By 2010, we at the National Domestic Workers Alliance, an organization I helped found in 2007 to support the nearly invisible workforce employed inside homes across America, began hearing more and more workers asking for training in eldercare. Although these workers had been hired as nannies and housekeepers, they were now being called upon to provide home care for their employers’ aging parents, too.

In response, in 2011, together with our sister organization Jobs with Justice, we launched Caring Across Generations, an initiative that addresses two of the major social issues of our time: widespread unemployment and the coming need for care for the nation’s expanding aging population.

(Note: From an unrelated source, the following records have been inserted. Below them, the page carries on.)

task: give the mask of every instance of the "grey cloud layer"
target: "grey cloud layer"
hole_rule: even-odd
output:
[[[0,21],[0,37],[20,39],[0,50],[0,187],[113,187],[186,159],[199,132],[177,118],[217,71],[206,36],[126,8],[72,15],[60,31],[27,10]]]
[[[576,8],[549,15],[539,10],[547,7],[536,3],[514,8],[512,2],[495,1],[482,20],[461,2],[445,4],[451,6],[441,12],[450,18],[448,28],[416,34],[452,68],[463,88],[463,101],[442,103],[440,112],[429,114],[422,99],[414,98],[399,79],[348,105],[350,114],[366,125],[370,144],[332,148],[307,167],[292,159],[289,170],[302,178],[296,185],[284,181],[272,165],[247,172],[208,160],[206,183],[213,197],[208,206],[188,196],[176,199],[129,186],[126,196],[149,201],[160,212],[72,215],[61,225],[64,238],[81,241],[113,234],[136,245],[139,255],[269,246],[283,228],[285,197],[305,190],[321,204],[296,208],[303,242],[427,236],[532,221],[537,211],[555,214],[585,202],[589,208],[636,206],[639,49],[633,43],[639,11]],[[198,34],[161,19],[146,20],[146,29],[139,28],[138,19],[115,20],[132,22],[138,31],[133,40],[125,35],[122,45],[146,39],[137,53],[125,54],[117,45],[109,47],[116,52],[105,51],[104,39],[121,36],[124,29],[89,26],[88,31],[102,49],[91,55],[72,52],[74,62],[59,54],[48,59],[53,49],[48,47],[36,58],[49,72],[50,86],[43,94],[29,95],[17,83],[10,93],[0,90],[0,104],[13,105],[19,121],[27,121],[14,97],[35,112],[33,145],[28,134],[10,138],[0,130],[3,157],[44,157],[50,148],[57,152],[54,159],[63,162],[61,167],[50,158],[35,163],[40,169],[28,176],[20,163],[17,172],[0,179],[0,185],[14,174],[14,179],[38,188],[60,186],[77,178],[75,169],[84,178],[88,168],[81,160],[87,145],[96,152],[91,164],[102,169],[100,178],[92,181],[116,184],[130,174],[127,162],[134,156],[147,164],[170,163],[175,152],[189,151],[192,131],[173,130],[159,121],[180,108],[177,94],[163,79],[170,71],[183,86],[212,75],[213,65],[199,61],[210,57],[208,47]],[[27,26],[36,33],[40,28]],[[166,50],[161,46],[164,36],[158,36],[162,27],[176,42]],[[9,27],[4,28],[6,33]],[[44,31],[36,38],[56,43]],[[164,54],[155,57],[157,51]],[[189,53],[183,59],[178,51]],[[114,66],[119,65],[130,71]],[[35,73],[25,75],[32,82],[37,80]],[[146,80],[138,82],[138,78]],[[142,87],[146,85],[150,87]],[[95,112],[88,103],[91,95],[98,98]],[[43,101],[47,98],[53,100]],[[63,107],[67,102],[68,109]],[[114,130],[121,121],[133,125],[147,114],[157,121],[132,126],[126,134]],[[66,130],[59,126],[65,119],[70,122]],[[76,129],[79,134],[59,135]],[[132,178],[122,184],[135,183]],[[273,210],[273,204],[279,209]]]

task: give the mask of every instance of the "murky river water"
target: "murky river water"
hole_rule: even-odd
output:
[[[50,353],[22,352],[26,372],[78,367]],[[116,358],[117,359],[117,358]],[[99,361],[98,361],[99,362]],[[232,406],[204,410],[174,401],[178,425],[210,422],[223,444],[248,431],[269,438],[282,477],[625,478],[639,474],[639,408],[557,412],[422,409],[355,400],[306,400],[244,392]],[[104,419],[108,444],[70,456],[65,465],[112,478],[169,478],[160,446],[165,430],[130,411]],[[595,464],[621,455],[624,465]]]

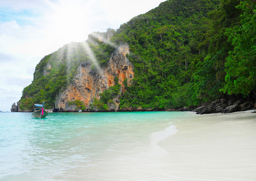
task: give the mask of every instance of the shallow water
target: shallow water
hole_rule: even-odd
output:
[[[0,180],[255,180],[256,114],[0,114]]]

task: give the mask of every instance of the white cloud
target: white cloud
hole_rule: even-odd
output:
[[[85,40],[93,31],[117,29],[163,1],[0,1],[0,110],[9,110],[19,100],[44,56],[71,42]]]

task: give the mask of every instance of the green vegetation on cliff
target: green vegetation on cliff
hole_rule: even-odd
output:
[[[129,44],[127,57],[134,66],[133,84],[128,87],[124,82],[120,109],[177,109],[226,94],[255,96],[255,10],[251,0],[169,0],[116,31],[108,30],[113,34],[112,42]],[[94,41],[87,45],[104,66],[114,48]],[[83,43],[72,43],[42,59],[32,84],[23,91],[20,108],[42,101],[53,107],[78,66],[93,63],[86,48]],[[102,93],[93,106],[107,109],[116,89]]]

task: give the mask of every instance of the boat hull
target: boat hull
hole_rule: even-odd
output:
[[[48,115],[48,112],[45,110],[44,110],[44,114],[43,115],[41,115],[41,113],[42,113],[41,109],[38,110],[32,113],[32,116],[34,118],[42,119],[42,118],[45,118]]]

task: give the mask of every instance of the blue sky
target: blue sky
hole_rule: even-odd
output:
[[[157,7],[164,0],[1,0],[0,110],[9,111],[45,56]]]

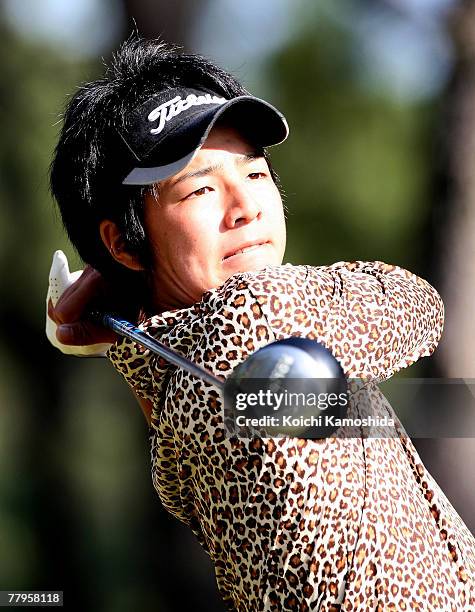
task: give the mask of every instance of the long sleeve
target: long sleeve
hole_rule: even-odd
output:
[[[243,278],[275,337],[319,340],[348,377],[383,380],[435,350],[444,306],[415,274],[380,261],[281,270],[271,291],[264,273]]]

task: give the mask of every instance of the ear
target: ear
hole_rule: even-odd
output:
[[[126,268],[131,270],[143,270],[136,255],[132,255],[125,250],[124,239],[117,225],[109,219],[103,219],[99,224],[99,231],[102,242],[112,257]]]

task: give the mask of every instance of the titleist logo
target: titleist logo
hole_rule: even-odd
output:
[[[160,134],[165,127],[165,124],[176,117],[190,106],[202,106],[203,104],[224,104],[227,102],[226,98],[220,98],[219,96],[212,96],[211,94],[203,94],[202,96],[196,96],[190,94],[183,100],[181,96],[176,96],[168,102],[164,102],[154,108],[149,114],[149,121],[158,121],[157,127],[150,130],[151,134]]]

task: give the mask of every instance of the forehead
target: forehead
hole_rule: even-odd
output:
[[[263,156],[262,148],[252,145],[237,129],[227,125],[216,125],[192,160],[177,174],[162,181],[161,186],[172,186],[200,170],[208,174],[211,168],[222,167],[226,160],[243,162],[249,156]]]

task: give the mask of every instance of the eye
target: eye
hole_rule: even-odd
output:
[[[267,174],[265,172],[250,172],[247,176],[255,181],[256,179],[266,178]]]
[[[206,195],[207,193],[210,193],[211,191],[213,191],[213,189],[206,185],[205,187],[200,187],[199,189],[196,189],[195,191],[192,191],[191,193],[189,193],[186,196],[186,198],[199,197],[199,196],[202,196],[202,195]]]

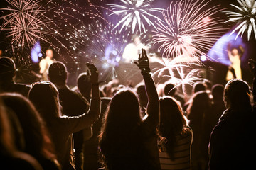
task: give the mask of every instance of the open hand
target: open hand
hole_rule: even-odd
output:
[[[90,64],[88,62],[86,63],[86,66],[89,69],[89,70],[87,71],[87,74],[89,76],[89,81],[92,84],[98,84],[99,72],[96,67],[93,64]]]
[[[256,76],[256,62],[252,59],[249,60],[248,64],[250,66],[250,70],[253,74],[253,77]]]

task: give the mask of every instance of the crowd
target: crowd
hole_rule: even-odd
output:
[[[101,85],[87,63],[71,89],[60,62],[48,66],[48,81],[26,85],[15,83],[14,61],[0,57],[0,169],[255,167],[255,88],[206,80],[184,98],[171,83],[156,86],[144,49],[134,64],[144,79],[135,87]],[[256,76],[256,63],[250,66]]]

At the same time that millions of people in the United States are struggling to survive long-term unemployment, there are far too few workers who are positioned and prepared to provide care for the growing number of elders and people with disabilities. The demographic shift creates a moment when we can set in place a system to affirm the dignity of people at every stage of life and in every walk of life, and create millions of good jobs in the process.

Caring Across Generations, led jointly by twenty organizations representing caregivers, care consumers, and their families, is a national movement to embrace our changing demographics, particularly the aging of America, and an opportunity to strengthen our intergenerational and caregiving relationships. We’re calling for an innovative approach to care, rooted in our homes and communities, that brings us all together and offers support to everyone involved.

As a young person, I saw women as key to everything working well, yet our systems were not working for women. So I joined my first women’s organization in high school and have not looked back since.

No question: my dedication to women was inspired by my mother and my mother’s mother — the brilliant, strong, beautiful women who cared for me. They were innovators and trailblazers, yet so much of their work seemed to go unnoticed and unappreciated. They sacrificed so much, even their own health at times, to work and to care for us, the way so many women and family caregivers do.

Today I witness the domestic workers in my organization caring for the families they work for and, after a long day, returning home to care for their own families, surviving with less support and fewer resources than my mother had.

Almost all our major laws and systems for care are based on standards and demographics from another era. However, today, from what I see all over the country and in many places across the globe, we’re finally moving from impossible, false choices to real choices.

People are already adapting. In their experiences and stories, we can see the future we need to create. We can see the way we need to adapt the system. With some course corrections in our culture and in our institutions, we can have the care infrastructure that will enable us to live to our full potential. We’ve adapted many systems before, changing our country for the next era, and while it’s never going to be easy to be the mom, partner, or daughter that you want to be, at least the very material and practical elements of that complexity can be relieved by a solid, reliable care infrastructure.

Care is something we do; it’s something we want; it’s something we can improve. But more than anything, it’s the solution to the personal and economic challenges we face in this country. It doesn’t just heal or comfort people individually; it really is going to save us all. The moral of this story is that a caring America is entirely within reach.